Поскольку сегодня ясно, что приспособление и эволюция идут одновременно, одно без другого не получается, и второе гораздо быстрее чем раньше думали.

Однако это всё голое теоретизирование. Marina Fridman почитала самоё статью и усомнилась в качестве результатов и выводов, почему — см. далее:

Получилась ли «эстонская меритократия»? Скорее нет

Авторы Rimfeld et al доказывают в своей статье, что в постсоветской Эстонии произошло увеличение вклада генетической изменчивости в вариабельность населения по признакам образования и социально-экономического статуса. Сразу скажу, что их вывод в меритократическом духе «стали отбираться более способные и трудолюбивые», хотя и обставленный серьёзными оговорками, мне представляется неочевидным.

Процент дисперсии, объясняемой полигенетическим индексом образования в разных группах участников

Процент дисперсии, объясняемой полигенетическим индексом образования в разных группах участников

Напомню, что характер влияния подавляющего большинства полиморфизмов, использованных в этом исследовании неизвестен, то есть утверждать, что они влияют именно на способности и трудолюбие, мы не можем.

Во-первых, в работе был произведён GWAS-анализ 20000 жителей Эстонии. Отдельно, объективности ради, следует отметить, что использованная база данных охватывает жителей независимо от национальности и гражданства, а данные родственников исключались. GWAS оценивает, в какой степени изучаемый признак связан с обнаруженными генетическими различиями между индивидами, но как правило исследователи в этом случае имеют дело с очень большим количеством полиморфизмов (тех самых различий), подавляющее часть которых вносит очень небольшой вклад, а заметная доля могла оказаться статистически значимыми случайно.

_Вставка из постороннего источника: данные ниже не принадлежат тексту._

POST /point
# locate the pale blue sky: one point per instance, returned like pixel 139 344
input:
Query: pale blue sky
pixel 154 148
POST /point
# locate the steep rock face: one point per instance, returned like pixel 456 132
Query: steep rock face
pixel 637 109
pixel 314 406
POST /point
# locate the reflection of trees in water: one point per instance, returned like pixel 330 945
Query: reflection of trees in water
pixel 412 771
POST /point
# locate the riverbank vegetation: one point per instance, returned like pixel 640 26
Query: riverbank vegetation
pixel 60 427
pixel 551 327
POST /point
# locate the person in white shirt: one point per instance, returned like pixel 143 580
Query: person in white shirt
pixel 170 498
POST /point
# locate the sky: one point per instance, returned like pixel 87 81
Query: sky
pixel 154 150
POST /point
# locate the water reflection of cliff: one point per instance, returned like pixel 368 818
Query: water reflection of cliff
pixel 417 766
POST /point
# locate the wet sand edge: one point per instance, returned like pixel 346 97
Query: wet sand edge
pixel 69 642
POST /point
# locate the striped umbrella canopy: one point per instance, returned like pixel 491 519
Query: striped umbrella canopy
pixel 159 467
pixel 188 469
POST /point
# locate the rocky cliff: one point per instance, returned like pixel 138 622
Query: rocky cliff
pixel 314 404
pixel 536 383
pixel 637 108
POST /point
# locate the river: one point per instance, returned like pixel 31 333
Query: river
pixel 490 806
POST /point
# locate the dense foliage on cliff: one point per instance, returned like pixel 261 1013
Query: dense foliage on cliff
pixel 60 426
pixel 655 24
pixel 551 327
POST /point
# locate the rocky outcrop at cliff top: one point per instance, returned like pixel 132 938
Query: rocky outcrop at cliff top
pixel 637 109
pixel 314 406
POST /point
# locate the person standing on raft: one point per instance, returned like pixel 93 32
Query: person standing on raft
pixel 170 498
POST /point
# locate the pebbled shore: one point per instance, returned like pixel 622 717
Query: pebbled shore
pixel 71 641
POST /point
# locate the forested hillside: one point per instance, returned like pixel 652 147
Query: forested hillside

Естественно, охарактеризовать влияние каждого полиморфизма не на продолжительность образования, а на способности (особенно способности к конкретной деятельности) и трудолюбие в этом случае не представляется возможным. Как правило, вклад генетических отличий в вариабельность по соответствующему признаку в этом случае невелик, но методика описана достаточно подробно, а различия (6,1% в постсоветскую эпоху против 2,1% в советскую по уровню образования и 5,6% в постсоветскую эпоху против 1,7% в советскую по профессиональному статусу) статистически достоверны.

Гораздо менее подробно описана методика выделения полиморфизмов, вносящих значительный вклад, и оценки их влияния, которая обычно даёт существенно более высокие оценки наследуемости, хотя и «не дотягивающие» до таковых, полученных близнецовым методом. Например, у Davies et al., 2016 (на неё ссылаются авторы), таковая описана существенно более детально.

Возможно, дело в том, что отличия, полученные этим методом (37% в советскую эпоху против 18 в постсоветскую для уровня образования и 23% против 17% по профессиональному статусу), статистически незначимы. В качестве контрольного признака, для которого увеличения наследуемости априори не предполагалось, был выбран рост, но данных GWAS по нему мне не удалось обнаружить в прилагаемых материалах в явной форме.

При анализе полиморфизмов оказалось, что его наследуемость тоже растёт (с 33 до 40%), но различия тоже оказались статистически незначимыми. Кроме того, не очень понятно, каким образом наследуемость роста по всей выборке оказалась меньше наследуемости как в советский, так и в постсоветский период (32%, 33% и 40%). Сами авторы отмечают, что социально-экономическое положение как таковое оказывает умеренное влияние на рост, так что контроль не вполне независим и выбран не очень удачно.

Неясно, подтверждается ли авторское объяснение полученных результатов для стран со схожей образовательной и социально-экономической моделью. Сами авторы указывают, что по данным GWAS наследуемость уровня образования падает в более молодых когортах Швеции по сравнению с более старыми, в то время как в Норвегии (по данным близнецовых исследований) растёт.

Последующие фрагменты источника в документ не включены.